Anyone who lives in Perth, Dundee (or intervening points), who owns a bike should have a go at this! The "Tour de Tay", is a well known circuit to local cyclists, who have been recommending it to me for years. Today I finally had a crack at it, and it really is a splendid ride.
This ride is a circuit of the tidal Tay estuary, a loop with the Tay Road Bridge in Dundee at one end, and The Queen's Bridge over the Tay in Perth at the other. The two cities are connected by a series of marked cycle routes for the entire length of the Northern leg through Perthshire and Dundee City, and for about half the Southern leg through Fife.
I had a dilemma about whether to do the circuit clockwise or anti-clockwise. I was starting and ending the route in Perth and knew that (i) the hardest climb on the route was around Kinnoull Hill near Perth on the southern leg; (ii) a strong Westerly wind was blowing all day; (iii) the Southern leg was more undulating and forested, whereas the Northern route was very wind exposed. Putting all this together I elected to go anti-clockwise.
Attacking the Tour de Tay anticlockwise from Perth necessitates a big climb to start proceedings. Coming from the East of the city, I worked my way up steep Manse road, through the new housing, before joining the official cycle route over the Jubilee, past Balthayock and down to Glencarse. Here the A90 is crossed and the 'B' road to Dundee via Errol picked up. I was blown along this road at a rate of knots by a delicious tail wind that would become a menacing headwind on the return journey.
The massive redevelopment of Dundee's waterfront, means that the cycle route to the Tay Bridge is a bit convoluted, but it is reasonably well marked, Bizarrely, cyclists are required to take a lift up onto the Tay Bridge, where they are greeted with a very strange surface to cycle on. It seems to be a series of wooden boards coated with tar, which creak and rattle as you cycle over them!
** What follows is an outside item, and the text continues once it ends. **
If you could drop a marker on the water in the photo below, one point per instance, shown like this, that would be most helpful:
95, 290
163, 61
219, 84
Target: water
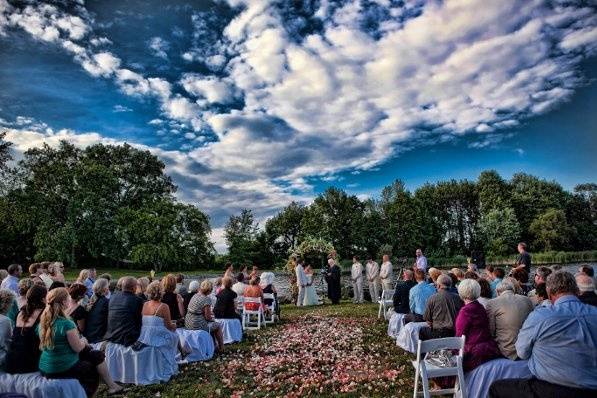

Once off the bridge, I turned to face the wind, and realised that getting back to Perth would take some concerted effort. While in terms of raw speed, this was obviously bad - there is a plus side. Last week I was informed that I am overweight, and that my cholesterol is too high. Coupled with my family history of cardiac related issues, I was told it was time to take some action. A headwind then is my friend - akin to turning up the resistance on an exercise bike! I tried to tell myself this, but of course in truth I was dreading the thought of the ascents in Fife being into the wind! The worst of this was on the hard climb from the delightfully named Bottomcraig up to Hazelton Walls, after which the terrain became much easier. Cholesterol issues or not, such effort required some chocolate!
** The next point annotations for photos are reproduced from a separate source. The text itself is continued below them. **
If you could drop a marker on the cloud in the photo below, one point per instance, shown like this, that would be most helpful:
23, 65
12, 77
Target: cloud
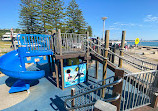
150, 18
119, 25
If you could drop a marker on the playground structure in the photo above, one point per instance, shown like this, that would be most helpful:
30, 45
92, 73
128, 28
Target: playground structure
128, 90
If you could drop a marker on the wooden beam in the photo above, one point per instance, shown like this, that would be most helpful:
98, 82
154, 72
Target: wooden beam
109, 65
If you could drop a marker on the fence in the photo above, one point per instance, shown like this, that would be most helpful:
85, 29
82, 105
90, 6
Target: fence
85, 98
35, 42
137, 89
69, 42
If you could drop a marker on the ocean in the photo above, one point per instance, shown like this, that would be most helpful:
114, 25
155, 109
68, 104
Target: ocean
154, 44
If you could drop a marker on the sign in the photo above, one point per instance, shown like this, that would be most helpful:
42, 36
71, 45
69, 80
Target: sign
74, 74
137, 41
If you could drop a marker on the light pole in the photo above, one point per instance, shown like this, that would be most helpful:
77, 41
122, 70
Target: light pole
103, 18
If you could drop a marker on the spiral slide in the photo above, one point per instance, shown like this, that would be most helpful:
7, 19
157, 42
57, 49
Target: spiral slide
11, 65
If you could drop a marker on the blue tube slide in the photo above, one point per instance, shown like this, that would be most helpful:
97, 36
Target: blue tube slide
11, 66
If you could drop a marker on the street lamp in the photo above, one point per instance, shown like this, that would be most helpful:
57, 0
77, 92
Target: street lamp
103, 18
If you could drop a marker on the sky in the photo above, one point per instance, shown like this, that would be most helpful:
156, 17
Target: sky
138, 17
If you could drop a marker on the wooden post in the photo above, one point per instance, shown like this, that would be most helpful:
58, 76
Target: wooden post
73, 100
105, 60
61, 60
113, 56
122, 47
53, 66
49, 63
62, 73
87, 54
118, 88
154, 100
52, 39
97, 62
57, 75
The cycle routes are all well marked on this ride, and take the rider from Dundee all the way to Newburgh, where the waymarked route dives South towards Auchtermuchty. Along the South side of the Tay the views beyond Perth to the snow-capped high mountains are stunning. Ben Vorlich to the west and Bheinn a Ghlo to the North were especially impressive. Road-wise, the route back to Perth from here is pretty grim, its fast, busy roads with little scope for admiring the lovely views. The Baiglie Straight, leads into Bridge of Earn, which in turn leads into Perth over a final climb, before dropping into the town via the Edinburgh Road.
54 miles in 4hrs isn't a fast run - but it's a lovely route!